A new salmon & wine tasting at the Market

Flight of smoked seafood at Made In Washington store.
Flight of smoked seafood at Made In Washington store.

Salmon is our deity, right? We live for it, it dies for us, and so on. At the Pike Place Market, they throw salmon around like baseballs. But where can you actually get a taste of salmon? At Fisherman’s Wharf in San Francisco, you can buy go-cups of crab and shrimp cocktails, but in our town, the best you can do is a go-cup of chowder. (And piroshky, I know.)

However, there’s now an alternative. The venerable Made In Washington store at the heart of the Market has just put itself through a remodel, revamping, and rebranding. Some years back, MIW became part of SeaBear, and now the star of the renovation is SeaBear Wild Salmon: MIW has added cold case seafood product alongside their signature Smokehouse Tasting Flight – direct from the company’s smokehouse in Anacortes.

SeaBear got its start as a fisherman’s smokehouse, and over the years has grown substantially; it employs 100 people in Anacortes, and bought out a high-end smoked-salmon label, Gerard & Dominique a few years ago. They also took over the Made In Washington stores (originally in the Market, now five locations) founded in 1984 by Gillian and Jack Matthews.

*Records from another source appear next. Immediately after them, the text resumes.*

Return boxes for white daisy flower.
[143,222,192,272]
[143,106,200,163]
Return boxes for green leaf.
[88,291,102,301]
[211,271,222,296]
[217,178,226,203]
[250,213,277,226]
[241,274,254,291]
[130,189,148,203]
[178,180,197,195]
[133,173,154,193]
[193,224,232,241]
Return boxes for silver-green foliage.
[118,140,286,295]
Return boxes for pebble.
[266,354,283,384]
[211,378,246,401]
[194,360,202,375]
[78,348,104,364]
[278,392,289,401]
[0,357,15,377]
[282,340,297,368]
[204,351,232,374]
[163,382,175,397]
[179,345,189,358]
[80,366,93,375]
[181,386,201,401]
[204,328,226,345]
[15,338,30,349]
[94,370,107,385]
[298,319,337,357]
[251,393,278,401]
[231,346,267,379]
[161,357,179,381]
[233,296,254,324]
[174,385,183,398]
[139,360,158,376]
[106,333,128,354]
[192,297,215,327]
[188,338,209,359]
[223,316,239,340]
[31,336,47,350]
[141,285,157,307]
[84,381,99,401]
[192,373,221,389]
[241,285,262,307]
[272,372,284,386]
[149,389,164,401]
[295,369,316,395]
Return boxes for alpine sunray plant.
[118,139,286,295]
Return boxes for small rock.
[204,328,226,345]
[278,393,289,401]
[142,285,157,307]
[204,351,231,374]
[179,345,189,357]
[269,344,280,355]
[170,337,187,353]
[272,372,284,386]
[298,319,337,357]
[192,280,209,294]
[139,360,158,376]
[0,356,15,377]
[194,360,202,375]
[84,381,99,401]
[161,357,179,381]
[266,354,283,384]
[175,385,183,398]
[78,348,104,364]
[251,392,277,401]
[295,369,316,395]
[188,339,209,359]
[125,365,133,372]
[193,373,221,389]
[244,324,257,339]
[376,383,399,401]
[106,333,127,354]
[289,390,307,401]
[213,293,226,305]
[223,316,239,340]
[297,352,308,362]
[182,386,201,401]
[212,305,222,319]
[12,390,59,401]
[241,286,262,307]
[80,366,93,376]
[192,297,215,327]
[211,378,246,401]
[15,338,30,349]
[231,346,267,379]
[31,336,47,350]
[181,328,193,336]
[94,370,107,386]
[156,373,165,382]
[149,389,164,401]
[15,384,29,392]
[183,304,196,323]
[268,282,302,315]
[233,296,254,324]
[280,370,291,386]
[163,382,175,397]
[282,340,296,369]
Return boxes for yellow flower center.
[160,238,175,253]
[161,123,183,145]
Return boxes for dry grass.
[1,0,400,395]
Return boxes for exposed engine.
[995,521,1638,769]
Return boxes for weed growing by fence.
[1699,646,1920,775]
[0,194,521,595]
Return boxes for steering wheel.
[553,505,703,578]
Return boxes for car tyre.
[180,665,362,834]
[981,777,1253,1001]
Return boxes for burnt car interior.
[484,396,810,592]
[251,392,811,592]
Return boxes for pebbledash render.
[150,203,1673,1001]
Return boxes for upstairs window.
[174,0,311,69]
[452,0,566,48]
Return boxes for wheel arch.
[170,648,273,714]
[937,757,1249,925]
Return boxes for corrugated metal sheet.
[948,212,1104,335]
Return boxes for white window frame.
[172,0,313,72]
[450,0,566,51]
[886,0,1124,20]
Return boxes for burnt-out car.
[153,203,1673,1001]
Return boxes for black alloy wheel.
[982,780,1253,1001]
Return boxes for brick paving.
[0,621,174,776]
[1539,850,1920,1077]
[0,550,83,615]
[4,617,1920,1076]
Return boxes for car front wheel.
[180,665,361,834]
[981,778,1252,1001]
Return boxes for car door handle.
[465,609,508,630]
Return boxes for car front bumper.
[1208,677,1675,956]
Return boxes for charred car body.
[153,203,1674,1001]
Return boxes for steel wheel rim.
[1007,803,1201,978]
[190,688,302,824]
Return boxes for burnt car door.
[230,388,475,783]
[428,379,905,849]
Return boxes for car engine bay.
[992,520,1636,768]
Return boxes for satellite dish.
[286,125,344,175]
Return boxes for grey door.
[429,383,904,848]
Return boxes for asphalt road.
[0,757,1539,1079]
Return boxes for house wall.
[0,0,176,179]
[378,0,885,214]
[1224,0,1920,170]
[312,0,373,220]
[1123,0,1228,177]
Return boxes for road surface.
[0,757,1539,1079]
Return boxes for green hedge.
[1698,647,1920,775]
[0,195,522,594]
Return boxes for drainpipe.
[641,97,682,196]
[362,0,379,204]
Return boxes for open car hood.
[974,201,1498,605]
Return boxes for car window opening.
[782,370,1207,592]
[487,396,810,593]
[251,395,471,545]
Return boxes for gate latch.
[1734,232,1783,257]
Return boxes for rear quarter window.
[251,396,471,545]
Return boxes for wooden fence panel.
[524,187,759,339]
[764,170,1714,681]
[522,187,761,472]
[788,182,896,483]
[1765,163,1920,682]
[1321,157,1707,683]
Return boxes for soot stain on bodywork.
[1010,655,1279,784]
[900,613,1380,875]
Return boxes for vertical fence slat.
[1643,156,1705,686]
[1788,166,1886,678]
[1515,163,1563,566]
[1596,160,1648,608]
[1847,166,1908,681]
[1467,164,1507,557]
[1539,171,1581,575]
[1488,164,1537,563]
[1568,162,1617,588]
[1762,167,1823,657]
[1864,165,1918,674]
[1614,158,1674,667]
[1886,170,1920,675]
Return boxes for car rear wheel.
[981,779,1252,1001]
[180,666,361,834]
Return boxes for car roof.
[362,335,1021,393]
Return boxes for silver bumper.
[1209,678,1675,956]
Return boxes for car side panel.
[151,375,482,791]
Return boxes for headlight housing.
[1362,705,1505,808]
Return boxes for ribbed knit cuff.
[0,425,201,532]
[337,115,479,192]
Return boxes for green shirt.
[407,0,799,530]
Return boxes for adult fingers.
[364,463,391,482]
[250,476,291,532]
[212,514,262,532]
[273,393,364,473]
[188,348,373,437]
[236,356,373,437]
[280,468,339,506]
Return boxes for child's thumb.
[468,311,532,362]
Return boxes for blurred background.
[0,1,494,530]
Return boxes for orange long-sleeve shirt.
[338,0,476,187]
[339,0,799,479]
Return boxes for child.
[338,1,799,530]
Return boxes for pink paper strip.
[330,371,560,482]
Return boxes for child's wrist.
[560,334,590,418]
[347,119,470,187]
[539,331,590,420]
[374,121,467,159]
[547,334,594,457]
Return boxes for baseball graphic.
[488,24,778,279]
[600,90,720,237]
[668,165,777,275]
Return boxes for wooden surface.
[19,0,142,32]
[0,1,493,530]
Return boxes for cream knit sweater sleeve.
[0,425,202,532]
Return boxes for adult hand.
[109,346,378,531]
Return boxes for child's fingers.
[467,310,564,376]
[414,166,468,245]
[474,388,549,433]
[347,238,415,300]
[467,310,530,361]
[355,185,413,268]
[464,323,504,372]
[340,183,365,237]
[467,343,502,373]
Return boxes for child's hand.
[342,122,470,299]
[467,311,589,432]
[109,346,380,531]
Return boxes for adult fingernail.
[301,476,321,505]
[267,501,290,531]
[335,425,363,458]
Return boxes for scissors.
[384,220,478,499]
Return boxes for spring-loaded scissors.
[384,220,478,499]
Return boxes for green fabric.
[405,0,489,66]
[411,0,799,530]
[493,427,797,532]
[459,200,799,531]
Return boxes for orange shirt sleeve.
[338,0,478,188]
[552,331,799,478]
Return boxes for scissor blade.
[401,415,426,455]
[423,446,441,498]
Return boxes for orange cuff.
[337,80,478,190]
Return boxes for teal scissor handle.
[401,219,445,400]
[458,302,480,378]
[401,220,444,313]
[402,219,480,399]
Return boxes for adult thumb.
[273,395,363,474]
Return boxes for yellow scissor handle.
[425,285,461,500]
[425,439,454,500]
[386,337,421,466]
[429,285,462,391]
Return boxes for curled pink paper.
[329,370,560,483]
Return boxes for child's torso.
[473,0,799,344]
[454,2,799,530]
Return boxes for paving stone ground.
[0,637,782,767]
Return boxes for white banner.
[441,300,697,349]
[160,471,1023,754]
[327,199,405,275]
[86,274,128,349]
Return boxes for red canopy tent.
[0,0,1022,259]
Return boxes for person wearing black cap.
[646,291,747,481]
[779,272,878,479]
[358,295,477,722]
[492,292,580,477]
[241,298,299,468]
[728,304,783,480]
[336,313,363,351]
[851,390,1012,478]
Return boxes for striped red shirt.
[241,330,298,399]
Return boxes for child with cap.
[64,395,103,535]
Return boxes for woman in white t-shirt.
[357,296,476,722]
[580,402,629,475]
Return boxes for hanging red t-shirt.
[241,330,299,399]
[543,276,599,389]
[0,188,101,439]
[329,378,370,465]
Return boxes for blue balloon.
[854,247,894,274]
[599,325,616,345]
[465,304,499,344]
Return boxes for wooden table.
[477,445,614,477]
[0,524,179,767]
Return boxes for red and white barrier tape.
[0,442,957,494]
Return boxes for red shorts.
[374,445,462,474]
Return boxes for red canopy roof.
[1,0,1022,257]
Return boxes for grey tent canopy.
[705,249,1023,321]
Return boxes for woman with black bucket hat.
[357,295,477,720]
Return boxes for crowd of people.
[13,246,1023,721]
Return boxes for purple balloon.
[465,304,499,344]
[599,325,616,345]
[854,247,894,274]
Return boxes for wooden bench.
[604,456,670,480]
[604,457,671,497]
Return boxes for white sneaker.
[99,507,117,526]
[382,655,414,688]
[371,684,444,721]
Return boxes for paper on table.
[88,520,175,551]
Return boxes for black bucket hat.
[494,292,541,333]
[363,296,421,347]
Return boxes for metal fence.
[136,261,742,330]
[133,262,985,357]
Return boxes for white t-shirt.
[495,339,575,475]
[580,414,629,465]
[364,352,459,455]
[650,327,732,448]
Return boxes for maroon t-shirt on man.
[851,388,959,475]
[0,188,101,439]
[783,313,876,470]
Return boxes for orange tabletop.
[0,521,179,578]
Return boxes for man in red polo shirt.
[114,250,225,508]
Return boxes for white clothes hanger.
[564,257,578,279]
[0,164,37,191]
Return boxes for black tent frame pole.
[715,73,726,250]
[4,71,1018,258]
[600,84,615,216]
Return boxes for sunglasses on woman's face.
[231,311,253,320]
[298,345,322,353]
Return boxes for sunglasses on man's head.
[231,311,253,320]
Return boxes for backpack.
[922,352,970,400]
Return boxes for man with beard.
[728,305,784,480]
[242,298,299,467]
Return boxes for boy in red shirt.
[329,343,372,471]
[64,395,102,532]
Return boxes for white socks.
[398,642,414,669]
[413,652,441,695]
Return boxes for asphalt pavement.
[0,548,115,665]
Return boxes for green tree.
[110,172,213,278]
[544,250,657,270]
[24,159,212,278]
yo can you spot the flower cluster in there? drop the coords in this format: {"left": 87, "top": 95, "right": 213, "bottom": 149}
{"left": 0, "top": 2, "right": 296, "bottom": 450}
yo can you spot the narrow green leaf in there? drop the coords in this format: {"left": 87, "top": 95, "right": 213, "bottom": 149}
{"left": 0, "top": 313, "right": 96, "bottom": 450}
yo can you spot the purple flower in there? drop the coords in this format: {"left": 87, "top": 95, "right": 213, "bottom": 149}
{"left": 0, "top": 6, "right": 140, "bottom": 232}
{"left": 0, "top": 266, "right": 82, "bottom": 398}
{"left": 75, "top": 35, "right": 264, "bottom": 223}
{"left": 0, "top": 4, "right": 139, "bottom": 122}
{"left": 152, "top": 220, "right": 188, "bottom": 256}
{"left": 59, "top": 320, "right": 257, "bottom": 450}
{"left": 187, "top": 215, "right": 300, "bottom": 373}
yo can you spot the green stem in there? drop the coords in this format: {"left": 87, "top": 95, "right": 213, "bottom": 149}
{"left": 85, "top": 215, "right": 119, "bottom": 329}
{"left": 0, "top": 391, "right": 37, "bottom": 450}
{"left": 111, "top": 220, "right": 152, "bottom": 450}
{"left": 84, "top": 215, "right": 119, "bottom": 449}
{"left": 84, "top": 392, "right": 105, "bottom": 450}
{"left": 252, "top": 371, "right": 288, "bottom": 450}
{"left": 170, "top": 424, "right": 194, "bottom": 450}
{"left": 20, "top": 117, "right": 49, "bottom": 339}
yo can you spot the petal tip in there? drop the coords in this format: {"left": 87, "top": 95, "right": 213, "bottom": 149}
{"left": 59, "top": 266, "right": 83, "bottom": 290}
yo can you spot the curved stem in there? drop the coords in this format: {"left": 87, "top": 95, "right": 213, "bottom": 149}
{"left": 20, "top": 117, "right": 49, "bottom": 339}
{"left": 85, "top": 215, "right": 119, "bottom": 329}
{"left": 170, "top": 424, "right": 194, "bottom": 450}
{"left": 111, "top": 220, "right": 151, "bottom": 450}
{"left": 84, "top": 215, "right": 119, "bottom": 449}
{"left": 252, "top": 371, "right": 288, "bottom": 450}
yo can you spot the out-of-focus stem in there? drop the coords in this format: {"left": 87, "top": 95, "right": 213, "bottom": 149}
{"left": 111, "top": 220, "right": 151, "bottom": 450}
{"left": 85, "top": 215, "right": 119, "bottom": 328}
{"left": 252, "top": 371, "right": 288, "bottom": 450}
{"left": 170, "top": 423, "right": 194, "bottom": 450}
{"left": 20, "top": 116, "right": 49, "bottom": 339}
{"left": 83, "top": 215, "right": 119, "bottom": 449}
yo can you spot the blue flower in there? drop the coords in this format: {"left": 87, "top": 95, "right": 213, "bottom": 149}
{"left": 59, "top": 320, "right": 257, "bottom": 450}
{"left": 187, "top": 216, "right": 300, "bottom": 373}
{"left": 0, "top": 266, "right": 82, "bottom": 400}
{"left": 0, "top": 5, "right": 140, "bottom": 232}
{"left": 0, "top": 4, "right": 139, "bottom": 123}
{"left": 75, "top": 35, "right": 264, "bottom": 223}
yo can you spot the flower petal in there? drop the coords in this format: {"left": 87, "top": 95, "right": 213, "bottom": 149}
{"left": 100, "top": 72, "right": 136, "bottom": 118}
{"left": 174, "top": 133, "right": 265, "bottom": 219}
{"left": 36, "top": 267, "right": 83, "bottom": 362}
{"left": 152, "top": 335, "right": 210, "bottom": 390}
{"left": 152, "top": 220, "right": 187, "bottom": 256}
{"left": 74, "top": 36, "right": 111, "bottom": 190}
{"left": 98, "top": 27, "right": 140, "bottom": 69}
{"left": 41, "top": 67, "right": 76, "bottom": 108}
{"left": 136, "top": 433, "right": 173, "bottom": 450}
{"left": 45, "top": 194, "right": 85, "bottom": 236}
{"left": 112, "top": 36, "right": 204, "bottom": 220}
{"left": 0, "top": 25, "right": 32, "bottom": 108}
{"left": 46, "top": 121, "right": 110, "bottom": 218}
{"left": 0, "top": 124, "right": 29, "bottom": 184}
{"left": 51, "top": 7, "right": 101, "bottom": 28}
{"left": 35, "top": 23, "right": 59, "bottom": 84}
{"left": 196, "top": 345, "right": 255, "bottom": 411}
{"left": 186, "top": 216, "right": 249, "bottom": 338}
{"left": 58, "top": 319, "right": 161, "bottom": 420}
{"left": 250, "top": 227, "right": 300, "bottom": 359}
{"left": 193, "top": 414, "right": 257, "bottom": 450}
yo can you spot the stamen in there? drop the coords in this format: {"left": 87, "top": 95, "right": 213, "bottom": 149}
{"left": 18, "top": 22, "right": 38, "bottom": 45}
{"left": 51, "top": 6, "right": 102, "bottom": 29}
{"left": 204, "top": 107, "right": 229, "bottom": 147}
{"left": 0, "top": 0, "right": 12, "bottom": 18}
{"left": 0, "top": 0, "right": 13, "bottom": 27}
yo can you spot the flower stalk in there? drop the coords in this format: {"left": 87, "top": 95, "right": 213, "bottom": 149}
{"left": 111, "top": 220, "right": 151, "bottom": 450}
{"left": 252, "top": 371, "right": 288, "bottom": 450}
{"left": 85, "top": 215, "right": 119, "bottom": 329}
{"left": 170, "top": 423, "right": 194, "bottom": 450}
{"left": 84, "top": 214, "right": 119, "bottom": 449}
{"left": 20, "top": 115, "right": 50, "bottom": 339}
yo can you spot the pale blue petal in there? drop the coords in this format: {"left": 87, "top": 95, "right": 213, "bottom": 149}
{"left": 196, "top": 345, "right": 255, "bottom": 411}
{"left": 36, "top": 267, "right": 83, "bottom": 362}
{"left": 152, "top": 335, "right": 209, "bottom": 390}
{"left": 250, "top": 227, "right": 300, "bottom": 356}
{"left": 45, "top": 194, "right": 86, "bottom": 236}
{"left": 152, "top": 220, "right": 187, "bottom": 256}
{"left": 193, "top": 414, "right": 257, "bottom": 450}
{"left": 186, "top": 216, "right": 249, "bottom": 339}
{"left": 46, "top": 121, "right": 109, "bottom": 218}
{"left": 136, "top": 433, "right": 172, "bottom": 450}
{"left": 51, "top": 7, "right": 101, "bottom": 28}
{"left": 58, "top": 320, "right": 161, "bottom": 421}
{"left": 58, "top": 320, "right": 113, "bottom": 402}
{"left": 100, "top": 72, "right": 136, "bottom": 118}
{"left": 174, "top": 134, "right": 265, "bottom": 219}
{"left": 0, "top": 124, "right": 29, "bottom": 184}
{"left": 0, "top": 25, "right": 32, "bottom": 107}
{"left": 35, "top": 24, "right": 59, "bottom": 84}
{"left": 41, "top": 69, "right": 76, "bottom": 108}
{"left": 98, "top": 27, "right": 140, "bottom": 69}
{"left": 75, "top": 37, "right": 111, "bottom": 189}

For five bucks, you can treat yourself to a “flight” of smoked seafood, starting with the cold-smoked, European-style salmon (“Nova lox”) that G&D began offering when Gerard Parrat and Dominique Place created the company in 1990. Next up is the better-known “warm smoked” salmon from SeaBear; a smoked halibut mousse; a smoked scallop; and finally a SeaBear Smokehouse Slider (potato roll, Walla Walla sweet onion mustard, smoked salmon, topped with Mama Lil’s pickles). And then, of course, you decide to buy a pouch of whichever one you liked best. Walk away? That’s okay, too, but I’ll bet you don’t.

Oh, that glass of red wine: it’s a pinot noir (the variety that does the best job of matching up with salmon) from Chateau Ste. Michelle called “Fringes.” Why? Because the grapes grow on the fringes of the Columbia Valley, specifically the Columbia River Gorge. A limited release, well worth seeking out.